French members of Sarkozy's conservative-dominated parliament passed an amendment to the 2008 budget Tuesday, lifting the president's annual salary from $146,000 to $346,000. The move seeks to clarify the complicated, multi-sourced arrangement under which French Presidents have been paid. Indeed, even as leftist opponents sought to express indignation over the appearance of the rightist legislators sneaking a sweetheart raise to their leader, Sarkozy himself was defiantly unapologetic about the raise or its motives. "I want transparency," Sarkozy declared during a visit in Corsica, referring to the convoluted collection of revenues like advances on paid pensions that have long served to augment French Presidents' modest nominal salary of $12,000 monthly — to just what level is anyone's guess."I don't want that anymore. I want the French people to know."

And now they do: Under the new system, Sarkozy and future French heads of state will get roughly the same monthly pay as the nation's prime minister does — a monthly, pre-tax pay of around $28,000. Even with that substantial bump, Sarkozy's new remuneration won't be the envy of many of his international peers. The annual salary of U.S. President George W. Bush, for example, is $494,000, versus $384,000 for U.K. Prime Minister Gordon Brown, and $391,000 for German Chancellor Angela Merkel. Sarkozy's official income is also dwarfed by that of European pay champion, Ireland's Bertie Ahern, who pulls in a cool $446,000. Nadine Morano, spokeswoman of Sarkozy's ruling Union for a Popular Movement party, argued that the increase was insignificant when viewed in broader terms. "Think about certain soccer players or television personalities," she said. "The raise requested is in no way unusual." Except, of course, that neither of those positions are paid with taxpayer money.
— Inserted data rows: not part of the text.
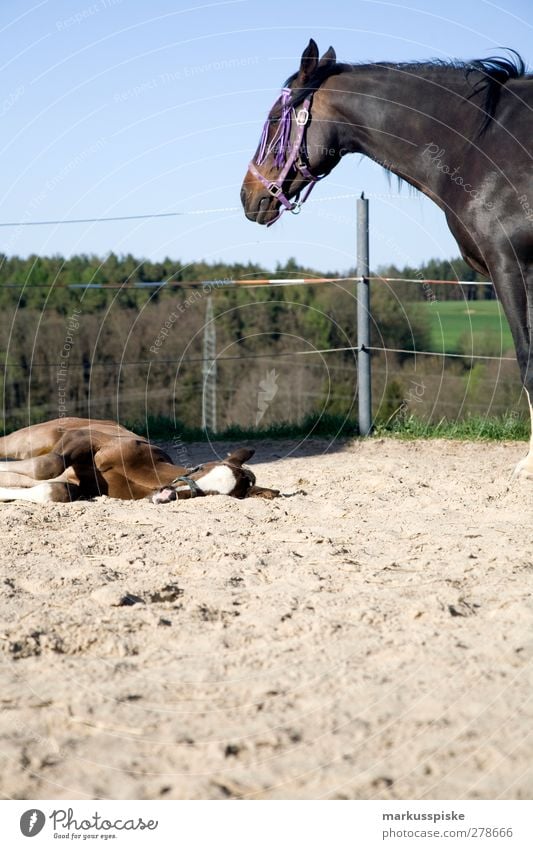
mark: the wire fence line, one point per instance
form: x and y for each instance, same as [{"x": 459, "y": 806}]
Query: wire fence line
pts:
[
  {"x": 268, "y": 282},
  {"x": 103, "y": 219},
  {"x": 359, "y": 352},
  {"x": 244, "y": 283}
]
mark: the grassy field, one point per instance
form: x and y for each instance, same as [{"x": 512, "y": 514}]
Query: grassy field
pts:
[
  {"x": 458, "y": 325},
  {"x": 496, "y": 428}
]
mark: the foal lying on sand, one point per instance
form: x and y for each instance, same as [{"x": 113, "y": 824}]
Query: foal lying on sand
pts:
[{"x": 72, "y": 458}]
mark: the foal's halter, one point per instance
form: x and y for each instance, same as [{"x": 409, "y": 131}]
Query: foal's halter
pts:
[{"x": 294, "y": 154}]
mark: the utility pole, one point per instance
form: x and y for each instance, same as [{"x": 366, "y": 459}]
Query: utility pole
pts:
[{"x": 209, "y": 370}]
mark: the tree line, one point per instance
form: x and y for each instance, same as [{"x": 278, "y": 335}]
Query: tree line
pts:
[{"x": 68, "y": 348}]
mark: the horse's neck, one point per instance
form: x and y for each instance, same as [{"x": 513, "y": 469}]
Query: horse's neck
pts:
[{"x": 412, "y": 125}]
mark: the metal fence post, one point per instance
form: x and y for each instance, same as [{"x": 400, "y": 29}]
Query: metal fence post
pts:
[
  {"x": 209, "y": 370},
  {"x": 363, "y": 319}
]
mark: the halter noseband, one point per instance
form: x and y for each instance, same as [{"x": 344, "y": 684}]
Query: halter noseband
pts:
[{"x": 295, "y": 155}]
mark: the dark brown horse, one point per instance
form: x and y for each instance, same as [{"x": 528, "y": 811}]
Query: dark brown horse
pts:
[{"x": 462, "y": 133}]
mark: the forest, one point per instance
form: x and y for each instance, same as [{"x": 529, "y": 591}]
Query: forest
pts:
[{"x": 122, "y": 337}]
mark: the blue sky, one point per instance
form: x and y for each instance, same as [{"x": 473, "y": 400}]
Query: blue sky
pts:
[{"x": 122, "y": 107}]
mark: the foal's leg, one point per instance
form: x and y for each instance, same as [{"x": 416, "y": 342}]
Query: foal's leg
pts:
[
  {"x": 41, "y": 493},
  {"x": 38, "y": 468}
]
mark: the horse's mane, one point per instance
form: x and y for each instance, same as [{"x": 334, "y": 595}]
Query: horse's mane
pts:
[{"x": 491, "y": 74}]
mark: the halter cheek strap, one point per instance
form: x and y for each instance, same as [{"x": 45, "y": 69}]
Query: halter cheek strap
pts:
[{"x": 293, "y": 158}]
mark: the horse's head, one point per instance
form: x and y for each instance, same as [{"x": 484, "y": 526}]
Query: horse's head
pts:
[{"x": 297, "y": 146}]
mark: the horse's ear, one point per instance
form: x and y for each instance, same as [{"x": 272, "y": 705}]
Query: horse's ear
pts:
[
  {"x": 308, "y": 63},
  {"x": 328, "y": 59}
]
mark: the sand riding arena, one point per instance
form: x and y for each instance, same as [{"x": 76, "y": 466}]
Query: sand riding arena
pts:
[{"x": 369, "y": 636}]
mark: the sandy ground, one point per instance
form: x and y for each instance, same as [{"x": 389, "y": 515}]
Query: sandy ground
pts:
[{"x": 371, "y": 638}]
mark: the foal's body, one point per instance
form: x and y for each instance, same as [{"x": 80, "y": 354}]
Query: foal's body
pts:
[{"x": 69, "y": 458}]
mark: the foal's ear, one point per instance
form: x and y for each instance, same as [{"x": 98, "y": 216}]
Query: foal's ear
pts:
[
  {"x": 308, "y": 63},
  {"x": 328, "y": 59}
]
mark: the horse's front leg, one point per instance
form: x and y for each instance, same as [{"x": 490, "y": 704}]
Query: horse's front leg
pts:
[{"x": 525, "y": 467}]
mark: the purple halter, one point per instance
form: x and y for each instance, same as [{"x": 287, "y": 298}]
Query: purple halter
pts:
[{"x": 285, "y": 154}]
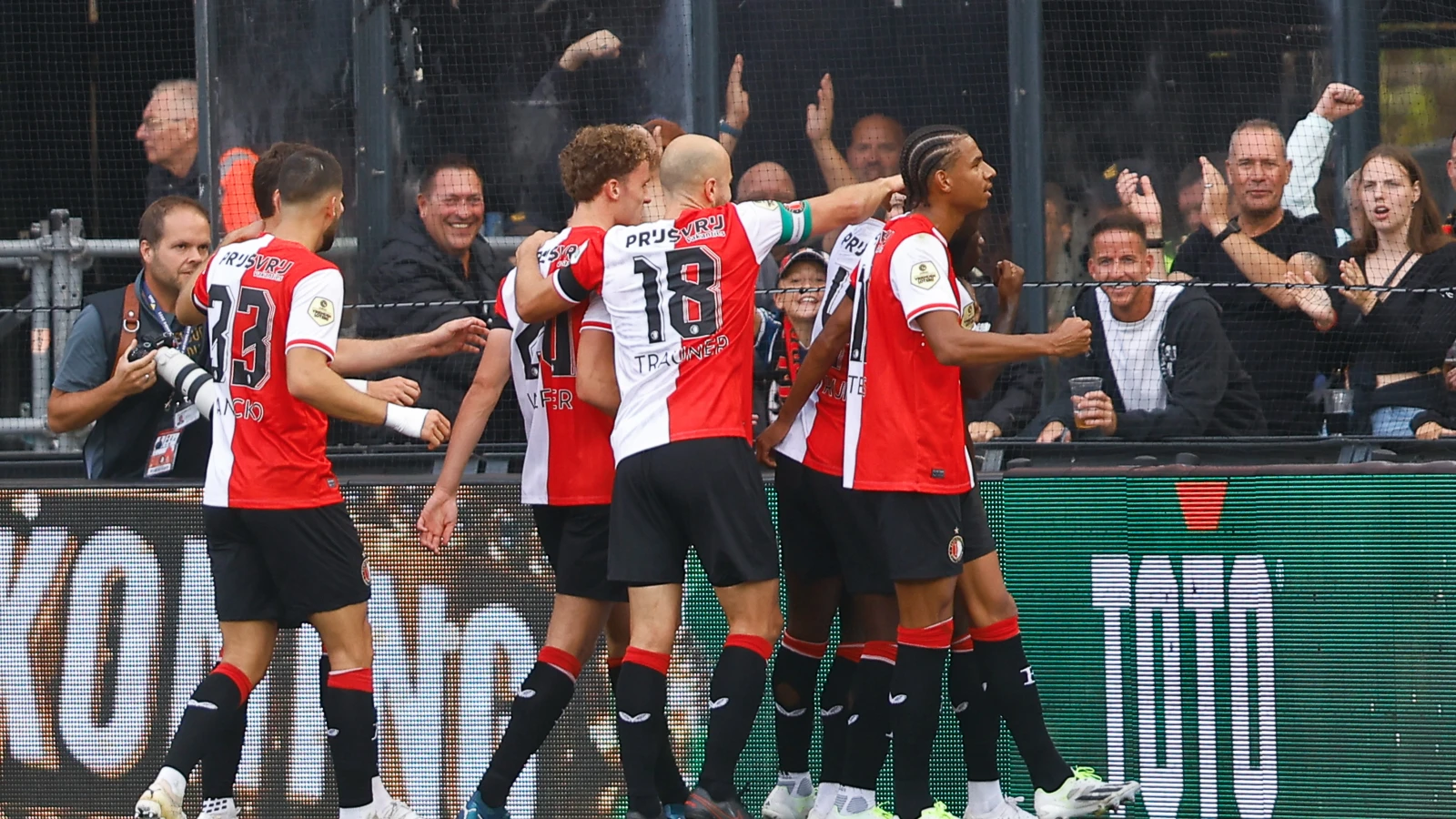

Official statistics show the average 2005 annual salary in France was $28,540 (or $2,378 per month) — around 13 times less than Sarkozy's new take. That income level has largely stagnated since 2000, when companies froze salaries to compensate for productivity losses they anticipated from the new 35-hour workweek. With the passage of time and inflation, that has placed a strain on purchasing power — a concern listed by voters at the top of many polls. "Just as the French people are worrying about their purchasing power, the government increases presidential payment by 140%," said Socialist Party legislator Aurélie Filippetti before parliament. "Aren't there greater injustices to be addressed?"

Public discomfort over Sarkozy's raise may be accentuated by its timing. In just three weeks, the nation is set to undergo strikes potentially more paralyzing than those in October protesting cutbacks in certain public sector pension regimes. Union leaders have jumped on Sarkozy's pay hike to highlight what they call the President's reformist hypocrisy: clarifying and normalizing governmental pay scales by lifting them, while harmonizing public and private sector pension plans by scaling those downward. "There's a feeling the political class is helping itself while the French people are left on the sidewalk to fend for themselves," lamented Socialist legislator Arnaud Montebourg.

Of course, such comments could be simple opposition politics seeking to exploit an awkward moment for the government. Whether Montebourg's analysis actually finds resonance in public opinion should become clear when polls on the question are published later next week. And then there will be the next important demonstration of French society's enthusiasm (or lack thereof) for Sarkozy's reform agenda: the success of the nationwide strikes on Nov. 20 and the level of public support for them.